Gerrish acknowledged the possibility that Taylor had stolen a coat from Dupee, but if he had it was not the one that Gerrish auctioned. “Taylor may be a Thief,” he stated, “but verily he did not look more like one, than the Advertiser.” Dupee had attacked Gerrish’s reputation. Gerrish responded in kind. He also underscored, just in case readers had not followed all the complexity of his timeline, that “there is not the least probability, that the Coat Advertised, is the same that was Sold at the North-End Vendue-Office.”

Gerrish concluded with a message for prospective clients and potential bidders. “No Man can be more careful, and vigilant, than the Master of said Office, in endeavouring to detect suspected persons, –he has detected several, –let others beware.” Many colonists participated in the consumer revolution of the eighteenth century via an informal economy that included secondhand and stolen goods. Newspaper advertisements frequently alerted readers about stolen goods. In addition, court records show that theft and fencing regularly occurred. That being the case, Gerrish devoted significant effort to demonstrating that he conducted a legitimate business that did not truck in stolen wares. He needed buyers and sellers, as well as the community more generally, to trust in his character if he wished to continue his business and compete against the rival auction houses in Boston.

Feb 21 - 2:15:1768 Boston Post-Boy
Boston Post-Boy (February 15, 1768).

February 11

What was advertised in a colonial American newspaper 250 years ago today?

Feb 11 - 2:11:1768 Massacusetts Gazette
Massachusetts Gazette (February 11, 1768).

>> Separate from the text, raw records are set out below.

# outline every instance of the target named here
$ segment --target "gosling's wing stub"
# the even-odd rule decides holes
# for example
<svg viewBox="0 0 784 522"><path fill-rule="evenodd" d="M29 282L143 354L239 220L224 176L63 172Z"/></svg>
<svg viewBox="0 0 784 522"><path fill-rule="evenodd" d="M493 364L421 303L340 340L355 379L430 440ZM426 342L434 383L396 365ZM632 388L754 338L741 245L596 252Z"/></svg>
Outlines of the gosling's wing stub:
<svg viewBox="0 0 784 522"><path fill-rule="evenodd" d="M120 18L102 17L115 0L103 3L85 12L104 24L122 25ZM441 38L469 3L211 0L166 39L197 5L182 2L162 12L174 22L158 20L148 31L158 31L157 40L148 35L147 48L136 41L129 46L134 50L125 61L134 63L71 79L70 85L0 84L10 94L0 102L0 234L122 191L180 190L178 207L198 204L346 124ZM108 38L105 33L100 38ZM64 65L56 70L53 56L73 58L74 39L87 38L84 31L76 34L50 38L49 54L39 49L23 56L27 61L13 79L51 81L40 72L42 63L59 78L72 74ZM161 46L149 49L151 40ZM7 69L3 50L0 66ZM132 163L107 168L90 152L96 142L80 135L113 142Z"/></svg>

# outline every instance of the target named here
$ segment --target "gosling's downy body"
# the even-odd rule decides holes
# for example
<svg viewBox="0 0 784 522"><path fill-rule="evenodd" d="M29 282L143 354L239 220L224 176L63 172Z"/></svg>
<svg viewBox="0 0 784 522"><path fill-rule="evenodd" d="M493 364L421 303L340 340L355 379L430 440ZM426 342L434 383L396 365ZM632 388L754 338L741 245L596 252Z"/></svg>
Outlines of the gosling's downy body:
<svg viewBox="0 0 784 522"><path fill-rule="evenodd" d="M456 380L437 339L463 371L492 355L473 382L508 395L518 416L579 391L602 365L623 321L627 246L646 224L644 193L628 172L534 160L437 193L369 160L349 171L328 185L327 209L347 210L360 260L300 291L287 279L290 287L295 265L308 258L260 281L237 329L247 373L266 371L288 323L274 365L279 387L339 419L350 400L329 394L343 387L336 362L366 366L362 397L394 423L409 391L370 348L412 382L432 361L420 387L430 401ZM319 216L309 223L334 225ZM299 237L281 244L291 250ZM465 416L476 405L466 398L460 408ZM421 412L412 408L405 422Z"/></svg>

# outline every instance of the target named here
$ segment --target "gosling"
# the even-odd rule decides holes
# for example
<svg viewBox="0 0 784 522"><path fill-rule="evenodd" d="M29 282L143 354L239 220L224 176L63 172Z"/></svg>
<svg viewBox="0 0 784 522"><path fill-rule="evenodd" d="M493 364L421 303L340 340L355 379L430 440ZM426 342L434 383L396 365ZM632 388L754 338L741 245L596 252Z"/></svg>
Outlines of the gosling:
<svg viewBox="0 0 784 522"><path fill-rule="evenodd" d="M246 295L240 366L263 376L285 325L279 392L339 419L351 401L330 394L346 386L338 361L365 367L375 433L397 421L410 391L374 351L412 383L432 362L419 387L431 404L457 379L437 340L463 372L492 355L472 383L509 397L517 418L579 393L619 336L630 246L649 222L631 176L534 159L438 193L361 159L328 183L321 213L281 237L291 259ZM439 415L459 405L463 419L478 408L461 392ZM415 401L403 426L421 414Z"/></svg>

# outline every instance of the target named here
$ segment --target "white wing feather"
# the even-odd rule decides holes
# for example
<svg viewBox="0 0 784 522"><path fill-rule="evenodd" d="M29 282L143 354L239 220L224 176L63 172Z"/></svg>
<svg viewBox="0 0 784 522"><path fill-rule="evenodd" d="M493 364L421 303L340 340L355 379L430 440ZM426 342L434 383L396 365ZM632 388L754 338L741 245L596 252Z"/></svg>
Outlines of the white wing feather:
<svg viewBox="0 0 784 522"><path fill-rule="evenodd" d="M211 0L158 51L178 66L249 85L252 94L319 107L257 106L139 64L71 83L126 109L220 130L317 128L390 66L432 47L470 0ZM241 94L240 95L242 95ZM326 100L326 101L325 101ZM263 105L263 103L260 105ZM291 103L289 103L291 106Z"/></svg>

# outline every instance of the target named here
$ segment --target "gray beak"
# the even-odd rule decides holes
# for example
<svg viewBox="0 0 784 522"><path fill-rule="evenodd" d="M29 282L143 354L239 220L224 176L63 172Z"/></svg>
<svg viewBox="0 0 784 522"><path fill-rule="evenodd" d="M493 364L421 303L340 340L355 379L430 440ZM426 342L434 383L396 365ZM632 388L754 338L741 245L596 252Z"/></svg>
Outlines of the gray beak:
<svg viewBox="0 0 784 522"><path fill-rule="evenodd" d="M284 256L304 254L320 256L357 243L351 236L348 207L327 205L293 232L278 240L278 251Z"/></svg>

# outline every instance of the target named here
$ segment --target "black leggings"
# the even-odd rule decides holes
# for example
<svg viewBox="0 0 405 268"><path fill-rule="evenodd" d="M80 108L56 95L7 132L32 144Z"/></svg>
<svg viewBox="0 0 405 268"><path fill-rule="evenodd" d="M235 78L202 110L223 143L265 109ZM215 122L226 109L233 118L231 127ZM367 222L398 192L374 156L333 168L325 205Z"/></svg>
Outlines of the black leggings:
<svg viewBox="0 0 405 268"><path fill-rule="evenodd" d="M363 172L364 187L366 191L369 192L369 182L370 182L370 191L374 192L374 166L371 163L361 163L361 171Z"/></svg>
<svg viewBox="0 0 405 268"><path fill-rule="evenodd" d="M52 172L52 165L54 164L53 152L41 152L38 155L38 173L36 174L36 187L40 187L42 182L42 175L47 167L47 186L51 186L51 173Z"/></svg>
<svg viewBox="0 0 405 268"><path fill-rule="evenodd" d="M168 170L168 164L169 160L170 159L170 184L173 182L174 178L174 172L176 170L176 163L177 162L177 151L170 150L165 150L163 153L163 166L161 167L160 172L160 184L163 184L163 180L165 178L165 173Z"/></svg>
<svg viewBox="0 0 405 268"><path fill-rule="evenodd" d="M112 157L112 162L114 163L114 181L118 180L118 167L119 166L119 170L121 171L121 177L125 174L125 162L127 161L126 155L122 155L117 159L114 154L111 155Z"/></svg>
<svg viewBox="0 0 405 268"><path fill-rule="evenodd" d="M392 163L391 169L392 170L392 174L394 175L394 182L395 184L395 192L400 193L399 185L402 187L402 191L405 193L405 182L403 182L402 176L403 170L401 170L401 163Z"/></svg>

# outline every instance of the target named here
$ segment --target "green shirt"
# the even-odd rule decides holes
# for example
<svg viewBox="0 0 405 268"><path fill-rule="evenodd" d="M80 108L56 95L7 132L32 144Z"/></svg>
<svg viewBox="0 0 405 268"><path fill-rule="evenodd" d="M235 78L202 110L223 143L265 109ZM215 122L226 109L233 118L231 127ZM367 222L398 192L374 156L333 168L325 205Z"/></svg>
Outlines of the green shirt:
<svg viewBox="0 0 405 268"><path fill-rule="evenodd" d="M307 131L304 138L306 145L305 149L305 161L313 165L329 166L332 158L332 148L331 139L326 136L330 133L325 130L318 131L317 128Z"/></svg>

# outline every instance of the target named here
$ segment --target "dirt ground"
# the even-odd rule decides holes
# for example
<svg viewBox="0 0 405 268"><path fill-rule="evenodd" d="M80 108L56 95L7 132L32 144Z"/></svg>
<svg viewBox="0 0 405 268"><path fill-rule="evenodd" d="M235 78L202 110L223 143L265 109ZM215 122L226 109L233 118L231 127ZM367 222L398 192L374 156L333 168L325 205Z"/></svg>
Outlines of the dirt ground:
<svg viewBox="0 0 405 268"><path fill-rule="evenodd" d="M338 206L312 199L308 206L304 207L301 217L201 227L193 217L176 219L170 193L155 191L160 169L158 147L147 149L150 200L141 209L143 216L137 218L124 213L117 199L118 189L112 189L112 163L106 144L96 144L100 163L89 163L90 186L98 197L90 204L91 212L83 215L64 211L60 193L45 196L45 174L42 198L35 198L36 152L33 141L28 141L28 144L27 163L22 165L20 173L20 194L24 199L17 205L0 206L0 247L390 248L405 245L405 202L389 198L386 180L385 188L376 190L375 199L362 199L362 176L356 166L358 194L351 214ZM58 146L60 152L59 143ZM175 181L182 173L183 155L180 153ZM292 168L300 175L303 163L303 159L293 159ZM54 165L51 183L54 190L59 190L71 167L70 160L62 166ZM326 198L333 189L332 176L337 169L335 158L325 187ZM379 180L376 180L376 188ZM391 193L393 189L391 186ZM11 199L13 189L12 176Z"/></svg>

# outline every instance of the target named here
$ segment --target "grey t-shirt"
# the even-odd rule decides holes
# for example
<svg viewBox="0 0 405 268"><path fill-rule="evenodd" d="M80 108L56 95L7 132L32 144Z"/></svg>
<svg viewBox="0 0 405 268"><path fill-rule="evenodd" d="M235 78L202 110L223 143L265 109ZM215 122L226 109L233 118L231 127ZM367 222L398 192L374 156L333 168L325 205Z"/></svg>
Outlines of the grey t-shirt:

*** Country Customers may be supplied as well by Letter as if present.”

When his partner passed away, Nicholas Bowes placed an advertisement in the Massachusetts Gazette. In it, he issued an invitation for “all Persons that have Accounts open with said Company to come and settle them.” Yet he also wanted current, former, and prospective customers to know that he continued to sell books and stationery “at the same Shop.” Bowes devoted about half of the space in his advertisement to a nota bene that announced the continuation of the business that he had previously operated with Wharton.

To that end, Bowes advanced several marketing appeals. Like many merchants and shopkeepers, he promised consumers that he offered a variety of choices among his “large and compleat Assortment” of books and stationery. Customers could select items that matched their own needs and tastes. Bowes also sold his wares “at the lowest Rates,” attempting to draw visitors to his shop with competitive prices. In making those appeals, Bowes resorted to two of the most common marketing strategies in eighteenth-century newspaper advertisements. He saved his most innovative appeal for last: “*** Country Customers may be supplied as well by Letter as if present.” He even used distinctive typography – the asterisks and italics – as a visual means of attracting notice to that particular effort to market his merchandise. For the convenience of those who lived outside the busy port and faraway from his shop he made available all of the same benefits enjoyed by his local patrons. In proclaiming that distant customers “may be supplied as well by Letter as if present,” he pledged not to show any preferences or to take advantage of those who submitted their orders through the mail.

Retailers did not invent mail order shopping in the late nineteenth century, despite the proliferation and popularity of catalog shopping during the period. Nor did Bowes pioneer the strategy in the mid eighteenth century … but Bowes did offer a service that was not yet a standard practice promoted to potential customers via advertising. Merchants and shopkeepers sporadically made note that they served customers via the post in their newspaper notices, suggesting that the practice was fairly common even if it had not yet been codified as one of the standard marketing strategies that appeared in print. By inserting it into his advertisement, Bowes confirmed that he did provide this service, expanding his potential market to the hinterlands beyond Boston.